The Annoyed Man wrote:But I’ll ask you this: you mentioned repeatedly above the function of “judicial review” ..... as in, it is their job to review the constitutionality of a thing and issue a ruling on it. What happens if a president simply defies the ruling and proceeds with his agenda?
This question has already been answered. In 1832 SCOTUS held a Georgia state law unconstitutional - Worcester v. Georgia is the case. The paper tiger of the courts was exposed when President Jackson refused to uphold the courts decision and purportedly said "John Marshall has made his decision; now let him enforce it," A truly proud moment in our history that evolved into the Trail of Tears. One example of ignoring the rule of law.
The Annoyed Man wrote:So what happens if Trump (for instance) ignores the federal judge’s DACA ruling and presses forward with his original decision, orders the agencies under his powers to execute his agenda ...... and Congress refuses to impeach him for defying the judge?
At the point the grand experiment is over. The Rule of Law will be replaced by a despot, because if he will not protect the constitution, or worse asks that we give up a little of our freedom for the illusion of safety, then the illusion of a government is gone and what we have left is a dictatorship. At that point, armed insurrection will occur.

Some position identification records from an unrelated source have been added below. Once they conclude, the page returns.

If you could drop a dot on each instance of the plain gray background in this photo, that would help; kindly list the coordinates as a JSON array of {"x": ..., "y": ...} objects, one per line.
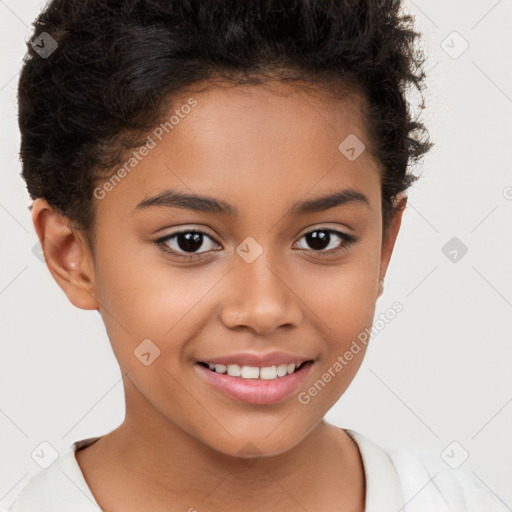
[{"x": 439, "y": 372}]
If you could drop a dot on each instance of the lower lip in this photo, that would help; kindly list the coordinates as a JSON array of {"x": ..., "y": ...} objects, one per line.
[{"x": 256, "y": 391}]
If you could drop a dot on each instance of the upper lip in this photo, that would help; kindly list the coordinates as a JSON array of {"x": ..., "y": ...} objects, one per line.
[{"x": 261, "y": 360}]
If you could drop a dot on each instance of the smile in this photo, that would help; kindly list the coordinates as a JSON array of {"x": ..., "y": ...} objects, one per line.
[
  {"x": 255, "y": 372},
  {"x": 255, "y": 385}
]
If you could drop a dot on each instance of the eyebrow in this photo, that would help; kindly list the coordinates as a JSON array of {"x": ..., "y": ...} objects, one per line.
[{"x": 206, "y": 204}]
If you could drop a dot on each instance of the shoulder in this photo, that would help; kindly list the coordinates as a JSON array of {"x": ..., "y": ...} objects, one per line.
[
  {"x": 443, "y": 488},
  {"x": 59, "y": 488},
  {"x": 424, "y": 481}
]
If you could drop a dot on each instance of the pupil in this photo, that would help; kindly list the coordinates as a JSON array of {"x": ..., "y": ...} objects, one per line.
[
  {"x": 190, "y": 241},
  {"x": 316, "y": 241}
]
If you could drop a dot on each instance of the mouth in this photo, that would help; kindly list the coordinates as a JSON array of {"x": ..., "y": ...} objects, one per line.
[
  {"x": 255, "y": 385},
  {"x": 272, "y": 372}
]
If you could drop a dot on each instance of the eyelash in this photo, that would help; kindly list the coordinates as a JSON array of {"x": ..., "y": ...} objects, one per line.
[{"x": 348, "y": 240}]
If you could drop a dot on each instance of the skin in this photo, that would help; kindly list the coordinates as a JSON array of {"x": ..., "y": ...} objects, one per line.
[{"x": 260, "y": 148}]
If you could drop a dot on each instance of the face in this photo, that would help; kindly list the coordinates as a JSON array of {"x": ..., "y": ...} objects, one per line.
[{"x": 256, "y": 273}]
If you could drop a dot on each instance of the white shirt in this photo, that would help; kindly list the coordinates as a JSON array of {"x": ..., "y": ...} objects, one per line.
[{"x": 397, "y": 481}]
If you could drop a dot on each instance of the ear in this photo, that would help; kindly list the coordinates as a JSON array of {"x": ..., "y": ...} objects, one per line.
[
  {"x": 66, "y": 254},
  {"x": 389, "y": 237}
]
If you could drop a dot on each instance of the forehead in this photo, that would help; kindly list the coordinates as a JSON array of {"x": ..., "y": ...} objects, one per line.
[{"x": 249, "y": 143}]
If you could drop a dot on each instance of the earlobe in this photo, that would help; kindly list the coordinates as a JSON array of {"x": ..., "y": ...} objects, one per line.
[
  {"x": 66, "y": 255},
  {"x": 389, "y": 238}
]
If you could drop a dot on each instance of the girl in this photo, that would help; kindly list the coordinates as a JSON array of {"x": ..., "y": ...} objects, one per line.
[{"x": 224, "y": 182}]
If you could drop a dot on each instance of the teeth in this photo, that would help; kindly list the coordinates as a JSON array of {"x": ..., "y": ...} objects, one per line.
[{"x": 255, "y": 372}]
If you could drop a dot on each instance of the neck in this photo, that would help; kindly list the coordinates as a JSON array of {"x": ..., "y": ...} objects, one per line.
[{"x": 172, "y": 466}]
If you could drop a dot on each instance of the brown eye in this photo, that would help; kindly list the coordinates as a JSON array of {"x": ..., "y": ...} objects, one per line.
[
  {"x": 186, "y": 243},
  {"x": 327, "y": 240}
]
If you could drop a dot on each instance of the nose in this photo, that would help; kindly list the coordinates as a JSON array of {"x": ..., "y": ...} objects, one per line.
[{"x": 260, "y": 297}]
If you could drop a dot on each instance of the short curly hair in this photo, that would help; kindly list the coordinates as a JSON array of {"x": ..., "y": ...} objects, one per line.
[{"x": 119, "y": 63}]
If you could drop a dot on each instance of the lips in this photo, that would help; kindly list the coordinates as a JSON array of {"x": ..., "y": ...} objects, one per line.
[{"x": 256, "y": 379}]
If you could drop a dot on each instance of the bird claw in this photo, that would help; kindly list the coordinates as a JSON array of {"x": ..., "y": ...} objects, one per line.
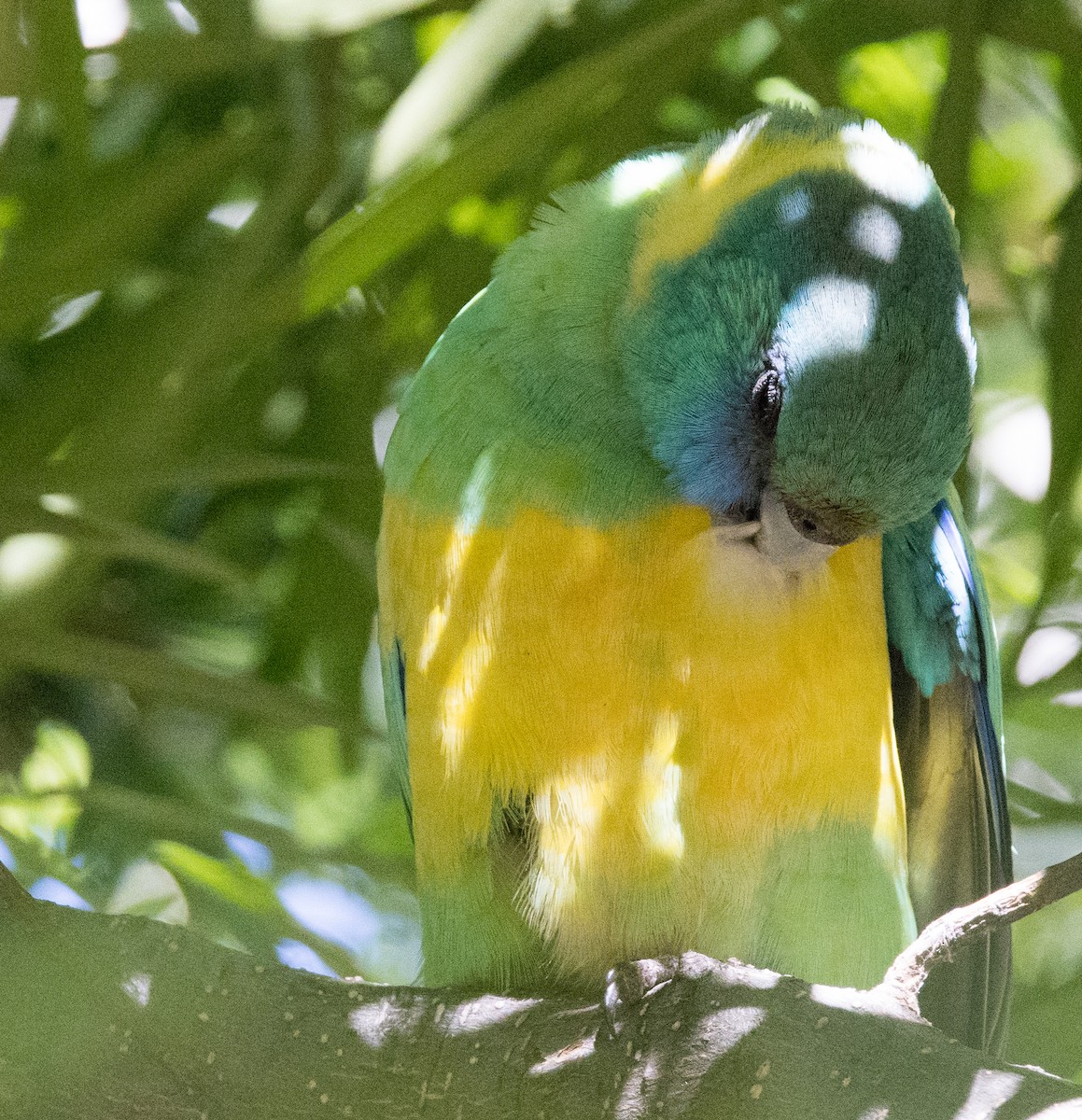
[{"x": 628, "y": 984}]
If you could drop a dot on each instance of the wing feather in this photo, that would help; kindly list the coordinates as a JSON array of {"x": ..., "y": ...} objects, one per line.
[{"x": 947, "y": 705}]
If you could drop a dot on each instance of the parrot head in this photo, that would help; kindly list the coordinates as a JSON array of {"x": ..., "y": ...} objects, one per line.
[{"x": 797, "y": 334}]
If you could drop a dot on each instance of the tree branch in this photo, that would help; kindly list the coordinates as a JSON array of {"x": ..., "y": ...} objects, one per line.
[
  {"x": 937, "y": 941},
  {"x": 122, "y": 1018}
]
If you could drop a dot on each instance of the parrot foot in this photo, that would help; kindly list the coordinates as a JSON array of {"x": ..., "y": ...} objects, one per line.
[{"x": 628, "y": 984}]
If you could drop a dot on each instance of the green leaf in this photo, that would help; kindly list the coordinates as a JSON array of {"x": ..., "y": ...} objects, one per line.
[{"x": 61, "y": 761}]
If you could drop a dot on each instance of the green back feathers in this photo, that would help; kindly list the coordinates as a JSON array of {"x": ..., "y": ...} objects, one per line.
[{"x": 558, "y": 387}]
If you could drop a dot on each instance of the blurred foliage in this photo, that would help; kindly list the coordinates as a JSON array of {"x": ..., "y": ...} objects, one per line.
[{"x": 226, "y": 233}]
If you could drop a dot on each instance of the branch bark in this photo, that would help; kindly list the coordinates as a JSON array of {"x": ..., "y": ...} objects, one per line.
[
  {"x": 936, "y": 942},
  {"x": 121, "y": 1017}
]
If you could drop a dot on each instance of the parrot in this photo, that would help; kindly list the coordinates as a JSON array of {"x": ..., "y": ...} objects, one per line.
[{"x": 683, "y": 642}]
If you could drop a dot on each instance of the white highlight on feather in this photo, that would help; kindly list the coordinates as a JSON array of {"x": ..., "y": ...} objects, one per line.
[
  {"x": 780, "y": 542},
  {"x": 878, "y": 233},
  {"x": 886, "y": 166},
  {"x": 827, "y": 317},
  {"x": 962, "y": 325},
  {"x": 661, "y": 782},
  {"x": 637, "y": 177},
  {"x": 730, "y": 147}
]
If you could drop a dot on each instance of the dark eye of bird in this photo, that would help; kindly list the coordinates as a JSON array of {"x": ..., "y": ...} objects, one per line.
[{"x": 766, "y": 401}]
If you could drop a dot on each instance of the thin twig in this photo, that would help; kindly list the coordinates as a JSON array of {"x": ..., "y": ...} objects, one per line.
[{"x": 907, "y": 974}]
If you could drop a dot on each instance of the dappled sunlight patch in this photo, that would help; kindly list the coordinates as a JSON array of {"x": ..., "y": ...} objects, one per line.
[
  {"x": 733, "y": 145},
  {"x": 136, "y": 988},
  {"x": 637, "y": 177},
  {"x": 484, "y": 1012},
  {"x": 376, "y": 1022},
  {"x": 576, "y": 1052},
  {"x": 723, "y": 1029},
  {"x": 27, "y": 560},
  {"x": 1046, "y": 652},
  {"x": 151, "y": 890},
  {"x": 885, "y": 166},
  {"x": 1015, "y": 445},
  {"x": 965, "y": 335},
  {"x": 661, "y": 788},
  {"x": 878, "y": 233},
  {"x": 458, "y": 546}
]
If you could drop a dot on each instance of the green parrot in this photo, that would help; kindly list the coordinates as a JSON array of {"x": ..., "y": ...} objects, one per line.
[{"x": 683, "y": 643}]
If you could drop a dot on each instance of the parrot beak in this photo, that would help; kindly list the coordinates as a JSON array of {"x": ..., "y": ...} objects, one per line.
[{"x": 779, "y": 541}]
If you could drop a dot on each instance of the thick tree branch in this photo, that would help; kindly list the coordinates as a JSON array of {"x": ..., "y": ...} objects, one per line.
[
  {"x": 123, "y": 1018},
  {"x": 906, "y": 975}
]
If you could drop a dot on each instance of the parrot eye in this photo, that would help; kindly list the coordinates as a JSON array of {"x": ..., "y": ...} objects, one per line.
[{"x": 766, "y": 401}]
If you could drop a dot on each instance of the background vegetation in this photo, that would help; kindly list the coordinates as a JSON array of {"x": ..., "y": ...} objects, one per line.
[{"x": 228, "y": 234}]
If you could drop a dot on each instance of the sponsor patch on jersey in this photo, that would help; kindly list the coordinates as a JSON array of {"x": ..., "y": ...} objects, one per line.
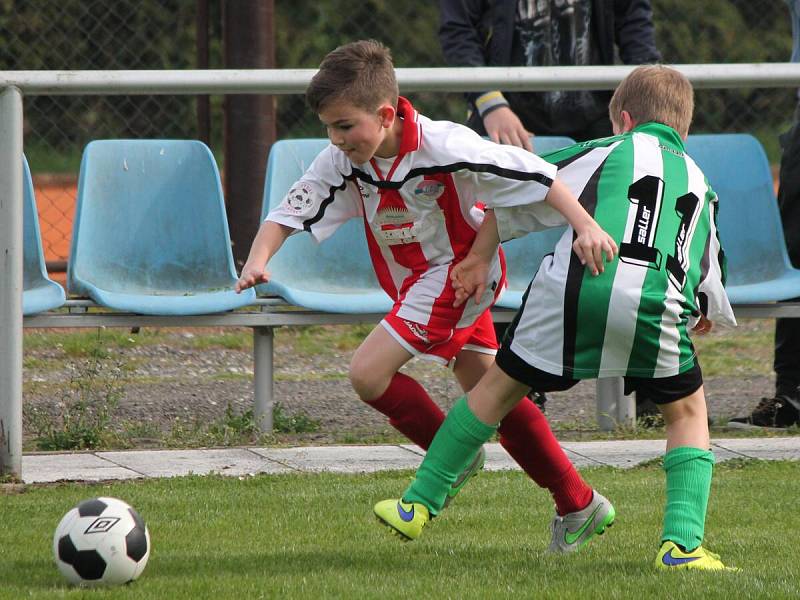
[
  {"x": 299, "y": 198},
  {"x": 364, "y": 190},
  {"x": 429, "y": 189},
  {"x": 417, "y": 331}
]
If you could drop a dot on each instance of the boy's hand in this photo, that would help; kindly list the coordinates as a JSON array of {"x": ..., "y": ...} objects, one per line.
[
  {"x": 592, "y": 245},
  {"x": 703, "y": 326},
  {"x": 250, "y": 277},
  {"x": 469, "y": 279},
  {"x": 504, "y": 127}
]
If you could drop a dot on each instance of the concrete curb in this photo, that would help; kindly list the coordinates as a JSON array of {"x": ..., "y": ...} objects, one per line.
[{"x": 136, "y": 464}]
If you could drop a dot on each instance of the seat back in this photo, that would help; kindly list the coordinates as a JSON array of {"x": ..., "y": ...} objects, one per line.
[
  {"x": 150, "y": 219},
  {"x": 341, "y": 265},
  {"x": 523, "y": 255},
  {"x": 749, "y": 223},
  {"x": 39, "y": 291}
]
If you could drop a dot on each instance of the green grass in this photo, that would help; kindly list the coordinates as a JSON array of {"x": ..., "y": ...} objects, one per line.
[{"x": 313, "y": 536}]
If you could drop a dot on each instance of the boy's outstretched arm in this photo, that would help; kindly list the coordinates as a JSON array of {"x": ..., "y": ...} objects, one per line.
[
  {"x": 592, "y": 243},
  {"x": 269, "y": 239}
]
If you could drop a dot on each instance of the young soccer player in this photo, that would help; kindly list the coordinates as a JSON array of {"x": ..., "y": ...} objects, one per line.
[
  {"x": 415, "y": 183},
  {"x": 633, "y": 320}
]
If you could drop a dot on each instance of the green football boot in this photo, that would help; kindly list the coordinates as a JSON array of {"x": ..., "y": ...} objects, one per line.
[
  {"x": 670, "y": 556},
  {"x": 573, "y": 530},
  {"x": 406, "y": 519}
]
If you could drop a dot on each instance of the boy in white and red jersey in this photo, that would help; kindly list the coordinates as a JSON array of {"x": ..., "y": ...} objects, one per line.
[{"x": 415, "y": 183}]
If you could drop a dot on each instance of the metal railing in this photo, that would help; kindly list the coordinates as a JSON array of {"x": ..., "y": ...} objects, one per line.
[{"x": 14, "y": 84}]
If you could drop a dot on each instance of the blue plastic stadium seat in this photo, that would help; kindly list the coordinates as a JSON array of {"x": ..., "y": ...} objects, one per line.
[
  {"x": 335, "y": 276},
  {"x": 39, "y": 292},
  {"x": 736, "y": 166},
  {"x": 523, "y": 255},
  {"x": 150, "y": 234}
]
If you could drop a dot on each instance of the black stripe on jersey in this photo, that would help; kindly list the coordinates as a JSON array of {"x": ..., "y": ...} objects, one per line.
[
  {"x": 563, "y": 163},
  {"x": 323, "y": 205},
  {"x": 575, "y": 276},
  {"x": 461, "y": 166},
  {"x": 721, "y": 253},
  {"x": 705, "y": 264}
]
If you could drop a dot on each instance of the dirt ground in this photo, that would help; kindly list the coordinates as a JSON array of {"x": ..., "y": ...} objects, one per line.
[{"x": 197, "y": 385}]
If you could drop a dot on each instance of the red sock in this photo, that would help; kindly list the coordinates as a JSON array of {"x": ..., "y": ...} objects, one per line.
[
  {"x": 410, "y": 410},
  {"x": 527, "y": 437}
]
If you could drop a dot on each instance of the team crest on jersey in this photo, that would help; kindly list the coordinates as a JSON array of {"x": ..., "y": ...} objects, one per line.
[
  {"x": 417, "y": 331},
  {"x": 396, "y": 225},
  {"x": 299, "y": 198},
  {"x": 429, "y": 189}
]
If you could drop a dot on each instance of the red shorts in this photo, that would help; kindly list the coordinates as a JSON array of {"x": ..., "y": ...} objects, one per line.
[{"x": 441, "y": 344}]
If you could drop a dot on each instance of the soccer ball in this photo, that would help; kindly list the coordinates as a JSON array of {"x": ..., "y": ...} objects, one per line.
[{"x": 102, "y": 541}]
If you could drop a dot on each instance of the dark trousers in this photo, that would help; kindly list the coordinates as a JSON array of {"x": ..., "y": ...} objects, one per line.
[{"x": 787, "y": 331}]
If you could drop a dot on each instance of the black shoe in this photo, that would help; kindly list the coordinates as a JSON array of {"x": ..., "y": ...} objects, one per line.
[
  {"x": 538, "y": 398},
  {"x": 777, "y": 413}
]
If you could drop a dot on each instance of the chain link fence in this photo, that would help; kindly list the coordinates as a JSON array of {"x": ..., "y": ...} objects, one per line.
[{"x": 163, "y": 34}]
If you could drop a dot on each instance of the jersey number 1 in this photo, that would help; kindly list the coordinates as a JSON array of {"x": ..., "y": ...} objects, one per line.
[{"x": 647, "y": 196}]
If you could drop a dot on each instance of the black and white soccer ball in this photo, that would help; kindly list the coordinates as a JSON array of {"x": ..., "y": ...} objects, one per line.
[{"x": 102, "y": 541}]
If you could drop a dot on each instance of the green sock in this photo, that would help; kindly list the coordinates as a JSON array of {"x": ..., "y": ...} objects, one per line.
[
  {"x": 688, "y": 485},
  {"x": 455, "y": 445}
]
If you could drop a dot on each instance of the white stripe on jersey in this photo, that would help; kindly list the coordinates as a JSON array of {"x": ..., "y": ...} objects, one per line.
[
  {"x": 539, "y": 336},
  {"x": 623, "y": 305},
  {"x": 669, "y": 353},
  {"x": 719, "y": 307}
]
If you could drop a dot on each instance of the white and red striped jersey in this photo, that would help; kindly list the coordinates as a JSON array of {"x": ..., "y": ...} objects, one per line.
[{"x": 419, "y": 209}]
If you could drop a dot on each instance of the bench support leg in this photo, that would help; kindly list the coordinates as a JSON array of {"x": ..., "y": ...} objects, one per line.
[
  {"x": 614, "y": 409},
  {"x": 262, "y": 376}
]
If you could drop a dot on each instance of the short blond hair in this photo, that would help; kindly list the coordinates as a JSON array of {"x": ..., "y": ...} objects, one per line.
[
  {"x": 360, "y": 72},
  {"x": 655, "y": 93}
]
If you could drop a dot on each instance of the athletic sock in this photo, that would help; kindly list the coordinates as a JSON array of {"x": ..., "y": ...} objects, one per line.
[
  {"x": 689, "y": 473},
  {"x": 410, "y": 410},
  {"x": 527, "y": 437},
  {"x": 455, "y": 445}
]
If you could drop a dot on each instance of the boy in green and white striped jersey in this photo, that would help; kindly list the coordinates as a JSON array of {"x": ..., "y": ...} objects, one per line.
[{"x": 633, "y": 320}]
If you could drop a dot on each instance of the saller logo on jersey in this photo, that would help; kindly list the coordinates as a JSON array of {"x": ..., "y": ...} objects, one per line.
[{"x": 429, "y": 189}]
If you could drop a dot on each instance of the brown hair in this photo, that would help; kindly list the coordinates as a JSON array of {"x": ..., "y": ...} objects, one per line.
[
  {"x": 655, "y": 93},
  {"x": 362, "y": 72}
]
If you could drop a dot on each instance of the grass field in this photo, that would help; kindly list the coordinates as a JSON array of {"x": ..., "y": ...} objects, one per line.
[{"x": 313, "y": 536}]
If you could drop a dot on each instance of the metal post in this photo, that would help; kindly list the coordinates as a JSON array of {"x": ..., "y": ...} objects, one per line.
[
  {"x": 262, "y": 376},
  {"x": 614, "y": 409},
  {"x": 11, "y": 282}
]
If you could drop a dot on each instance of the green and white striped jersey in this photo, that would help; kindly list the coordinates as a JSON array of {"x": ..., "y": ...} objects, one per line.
[{"x": 634, "y": 318}]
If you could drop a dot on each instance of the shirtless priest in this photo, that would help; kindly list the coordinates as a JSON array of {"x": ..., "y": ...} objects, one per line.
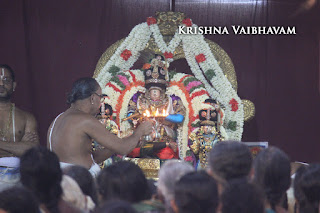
[
  {"x": 18, "y": 130},
  {"x": 71, "y": 133}
]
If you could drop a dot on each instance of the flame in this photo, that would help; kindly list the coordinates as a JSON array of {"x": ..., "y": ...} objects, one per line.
[{"x": 147, "y": 113}]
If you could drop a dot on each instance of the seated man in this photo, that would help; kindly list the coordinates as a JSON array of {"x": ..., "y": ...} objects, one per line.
[
  {"x": 70, "y": 135},
  {"x": 18, "y": 130}
]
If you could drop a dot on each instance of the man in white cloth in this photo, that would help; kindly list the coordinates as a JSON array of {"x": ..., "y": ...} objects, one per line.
[
  {"x": 18, "y": 130},
  {"x": 71, "y": 134}
]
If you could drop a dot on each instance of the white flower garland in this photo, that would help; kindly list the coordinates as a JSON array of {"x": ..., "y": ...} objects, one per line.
[
  {"x": 223, "y": 92},
  {"x": 193, "y": 45}
]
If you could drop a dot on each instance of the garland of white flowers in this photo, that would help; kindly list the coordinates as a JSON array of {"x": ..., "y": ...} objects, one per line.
[
  {"x": 193, "y": 45},
  {"x": 222, "y": 91}
]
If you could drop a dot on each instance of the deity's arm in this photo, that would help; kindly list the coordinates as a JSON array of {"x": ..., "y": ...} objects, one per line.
[
  {"x": 175, "y": 118},
  {"x": 195, "y": 143},
  {"x": 179, "y": 113}
]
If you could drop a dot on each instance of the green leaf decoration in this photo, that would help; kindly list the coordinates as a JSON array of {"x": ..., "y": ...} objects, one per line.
[
  {"x": 194, "y": 88},
  {"x": 187, "y": 80},
  {"x": 232, "y": 125},
  {"x": 171, "y": 74},
  {"x": 195, "y": 125},
  {"x": 210, "y": 74},
  {"x": 114, "y": 70},
  {"x": 117, "y": 80}
]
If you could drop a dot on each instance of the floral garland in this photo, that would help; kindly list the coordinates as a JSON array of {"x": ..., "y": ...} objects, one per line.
[{"x": 199, "y": 57}]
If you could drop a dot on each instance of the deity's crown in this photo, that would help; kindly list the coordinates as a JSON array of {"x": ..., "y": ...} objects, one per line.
[
  {"x": 208, "y": 116},
  {"x": 156, "y": 73}
]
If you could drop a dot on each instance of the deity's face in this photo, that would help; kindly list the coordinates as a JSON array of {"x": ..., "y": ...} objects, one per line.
[
  {"x": 7, "y": 85},
  {"x": 96, "y": 101},
  {"x": 155, "y": 94},
  {"x": 207, "y": 129}
]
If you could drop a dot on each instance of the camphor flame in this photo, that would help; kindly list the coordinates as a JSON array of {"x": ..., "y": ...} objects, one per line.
[{"x": 148, "y": 114}]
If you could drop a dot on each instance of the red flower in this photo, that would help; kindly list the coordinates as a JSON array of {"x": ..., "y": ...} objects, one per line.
[
  {"x": 187, "y": 22},
  {"x": 151, "y": 20},
  {"x": 234, "y": 105},
  {"x": 146, "y": 66},
  {"x": 188, "y": 158},
  {"x": 126, "y": 54},
  {"x": 168, "y": 55},
  {"x": 200, "y": 58}
]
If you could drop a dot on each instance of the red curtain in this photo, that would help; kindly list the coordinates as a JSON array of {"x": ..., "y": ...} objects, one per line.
[{"x": 50, "y": 44}]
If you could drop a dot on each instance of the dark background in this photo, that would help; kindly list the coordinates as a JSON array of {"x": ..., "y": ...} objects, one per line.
[{"x": 50, "y": 44}]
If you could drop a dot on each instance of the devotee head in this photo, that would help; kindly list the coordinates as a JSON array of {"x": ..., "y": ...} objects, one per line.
[
  {"x": 40, "y": 173},
  {"x": 309, "y": 185},
  {"x": 195, "y": 192},
  {"x": 240, "y": 196},
  {"x": 87, "y": 93},
  {"x": 7, "y": 82},
  {"x": 170, "y": 172},
  {"x": 272, "y": 172},
  {"x": 229, "y": 160},
  {"x": 123, "y": 180},
  {"x": 17, "y": 200},
  {"x": 301, "y": 203},
  {"x": 116, "y": 206},
  {"x": 84, "y": 179}
]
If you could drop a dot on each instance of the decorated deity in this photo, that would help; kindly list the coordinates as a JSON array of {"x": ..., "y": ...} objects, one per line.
[
  {"x": 166, "y": 111},
  {"x": 105, "y": 117},
  {"x": 205, "y": 137}
]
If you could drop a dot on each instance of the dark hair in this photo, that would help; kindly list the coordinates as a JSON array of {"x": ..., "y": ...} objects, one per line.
[
  {"x": 82, "y": 89},
  {"x": 272, "y": 173},
  {"x": 309, "y": 184},
  {"x": 230, "y": 159},
  {"x": 40, "y": 172},
  {"x": 123, "y": 180},
  {"x": 240, "y": 196},
  {"x": 196, "y": 192},
  {"x": 116, "y": 206},
  {"x": 10, "y": 70},
  {"x": 17, "y": 200},
  {"x": 301, "y": 199},
  {"x": 84, "y": 179}
]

Every decision by a court is to some extent a political decision. Dred Scott, Plessy v. Ferguson, and Brown v. Board of Education were judgments based on judicial review. Their decisions were political in their application, but they served the very important purpose of the safety valve for a society that moved slowly to accept change. Dredd Scott in 1857 reflects a society that was unwilling to accept a former slave as a person with the rights of citizen. It would take a civil war and the 13, 14 , and 15th amendments to overturn that decision. Plessy in 1896 reflected a society that was unwilling to accept equality of races. A popular decision at the time, but one that led to the spread of Jim Crow, the KKK and all those other institutions of intolerance that grew until SCOTUS shocked the nation in 1954 by striking down Plessy and forwarding the civil rights movement, a movement that is at best a work in progress. If Eisenhower had decided not to enforce the Supreme Courts unanimous ruling, what might have happened?

Now people are upset because some obscure judge issues an injunction against Trump's travel ban, immigration policies, etc. And why were the injunctions issued? The only justification for the injunctions issued have been time and again simply that their stated purpose (protection of US interests, etc) did not match up to the actual intended purpose as espoused by the trump in his own tweets... ie, whatever their intended purpose, their real purpose was not what was stated.... You'll find the term arbitrary and capricious used over and over when these injunctions are issued. You want the courts to support the president? Then start with POTUS, because that's where the problem lies. If you truly belive that the majority of lawyers and judges are liberal, then you need to get out and meet a few more. I've found the opposite to be true in my experience.